Luxury retail isn’t what it used to be, from Barcelona to Hong Kong.
In Barcelona, frantic backroom haggling is taking place between some of the world’s biggest luxury retailers and the owners of some of the city’s most expensive commercial real estate. That real estate is on Passeig de Gracia, a ten-block avenue that is home to two of Antoni Gaudi’s most emblematic buildings, La Pedrera and Casa Batllo. It is currently Spain’s third most expensive shopping street, having lost the top spot to Av. Porta de l’Angel (also in Barcelona) and Av. Preciados (Madrid).
Two months ago, renting a street-level store on Paseo de Gracia would have probably set you back around €3,000 per square meter. But that was before the arrival of Covid-19, when the street was teeming with international tourists, including deep-pocketed, big-spending visitors from China, Japan, South Korea, Russia and the Middle East. Today, after more than seven weeks of draconian lockdown that is only now beginning to be relaxed, there are no tourists, the street is half empty and almost all the shops are closed.
Even when the shops are finally allowed to reopen, their biggest customers — those big-spending, deep-pocketed tourists — will be nowhere to be seen. Hence the frantic behind-the-scenes haggling.
A source who is familiar with the situation told me that some of the luxury brands have made their respective landlords a brutal ultimatum: either reduce the rent by 75% or tie it intrinsically to the sales generated by the store, which right now is essentially zero. Otherwise, they will shut the shop.
The property owners, who predominantly consist of descendants of late 19th or early 20th century Catalan industrialists — what remains of the so-called alta burguesia Catalana — may have little choice but to accept the offer, or some slightly improved version of it.

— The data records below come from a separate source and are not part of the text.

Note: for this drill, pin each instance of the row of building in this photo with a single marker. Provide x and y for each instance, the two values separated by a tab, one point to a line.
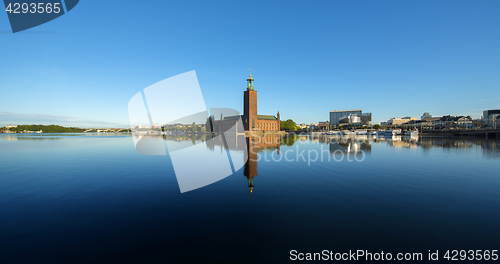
490	118
356	117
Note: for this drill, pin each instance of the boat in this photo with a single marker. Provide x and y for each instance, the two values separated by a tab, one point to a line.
347	132
361	132
389	133
412	133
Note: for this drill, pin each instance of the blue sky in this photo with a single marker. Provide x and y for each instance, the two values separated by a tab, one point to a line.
391	58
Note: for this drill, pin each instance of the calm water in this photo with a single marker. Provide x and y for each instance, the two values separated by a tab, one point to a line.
95	199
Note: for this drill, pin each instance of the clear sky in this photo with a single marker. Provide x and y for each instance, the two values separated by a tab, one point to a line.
391	58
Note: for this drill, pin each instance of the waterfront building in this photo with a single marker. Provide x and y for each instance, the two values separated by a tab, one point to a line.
324	125
252	121
399	121
491	117
349	117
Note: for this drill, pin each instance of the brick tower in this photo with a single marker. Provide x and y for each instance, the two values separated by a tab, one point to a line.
250	106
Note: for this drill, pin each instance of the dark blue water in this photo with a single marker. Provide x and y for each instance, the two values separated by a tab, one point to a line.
94	199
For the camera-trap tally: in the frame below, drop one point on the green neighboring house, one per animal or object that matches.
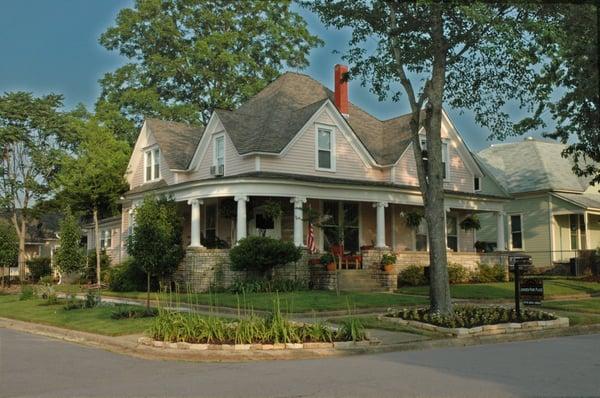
(554, 213)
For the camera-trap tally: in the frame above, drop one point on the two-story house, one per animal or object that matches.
(304, 145)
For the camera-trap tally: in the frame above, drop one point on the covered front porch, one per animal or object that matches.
(220, 212)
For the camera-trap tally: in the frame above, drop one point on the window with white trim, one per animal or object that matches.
(105, 239)
(445, 166)
(516, 232)
(325, 160)
(219, 151)
(152, 165)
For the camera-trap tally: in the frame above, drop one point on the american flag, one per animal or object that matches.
(310, 239)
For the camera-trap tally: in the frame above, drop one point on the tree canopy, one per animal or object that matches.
(467, 55)
(188, 58)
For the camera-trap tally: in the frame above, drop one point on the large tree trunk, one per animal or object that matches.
(97, 244)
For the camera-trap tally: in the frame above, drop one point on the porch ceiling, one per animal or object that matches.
(259, 184)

Retail landlords all over Europe are already seeing their rents plunge, albeit not by as much as 75%. Some landlords have voluntarily allowed their tenants to skip rent payments if the lockdown prevents them from operating. Others are desperately chasing payments and threatening their tenants with legal action.
They include UK mall giant Intu which was already in dire enough straits before the virus crisis began, forcing most of its tenants in the UK and Spain to temporarily close their stores. As of four days ago, it had only managed to recover 40% of its rents due on April 1. Among the retailers that are refusing to even engage with Intu “to find a consensual solution” are “a number of large, well-capitalized brands who have the ability to pay but have chosen not to,” the company said in a statement.

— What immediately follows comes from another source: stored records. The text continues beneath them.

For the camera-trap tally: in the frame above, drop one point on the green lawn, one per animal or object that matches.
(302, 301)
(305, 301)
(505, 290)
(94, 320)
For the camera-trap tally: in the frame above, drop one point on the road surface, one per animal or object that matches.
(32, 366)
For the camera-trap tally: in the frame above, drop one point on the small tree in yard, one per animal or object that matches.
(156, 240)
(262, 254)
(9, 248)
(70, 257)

In Hong Kong, which is famous for its luxury retail, some luxury retailers have given up trying to renegotiate their rents altogether and are now staging a gradual retreat. Even before Covid arrived, the pro-democracy movement had scared away many mainland Chinese tourists, who were the mainstay of Hong Kong’s huge luxury goods sector. Covid did the rest. By late January, with most of the city’s borders with the mainland closed, visitor arrivals had slumped 97% year over year to just a few thousand a day.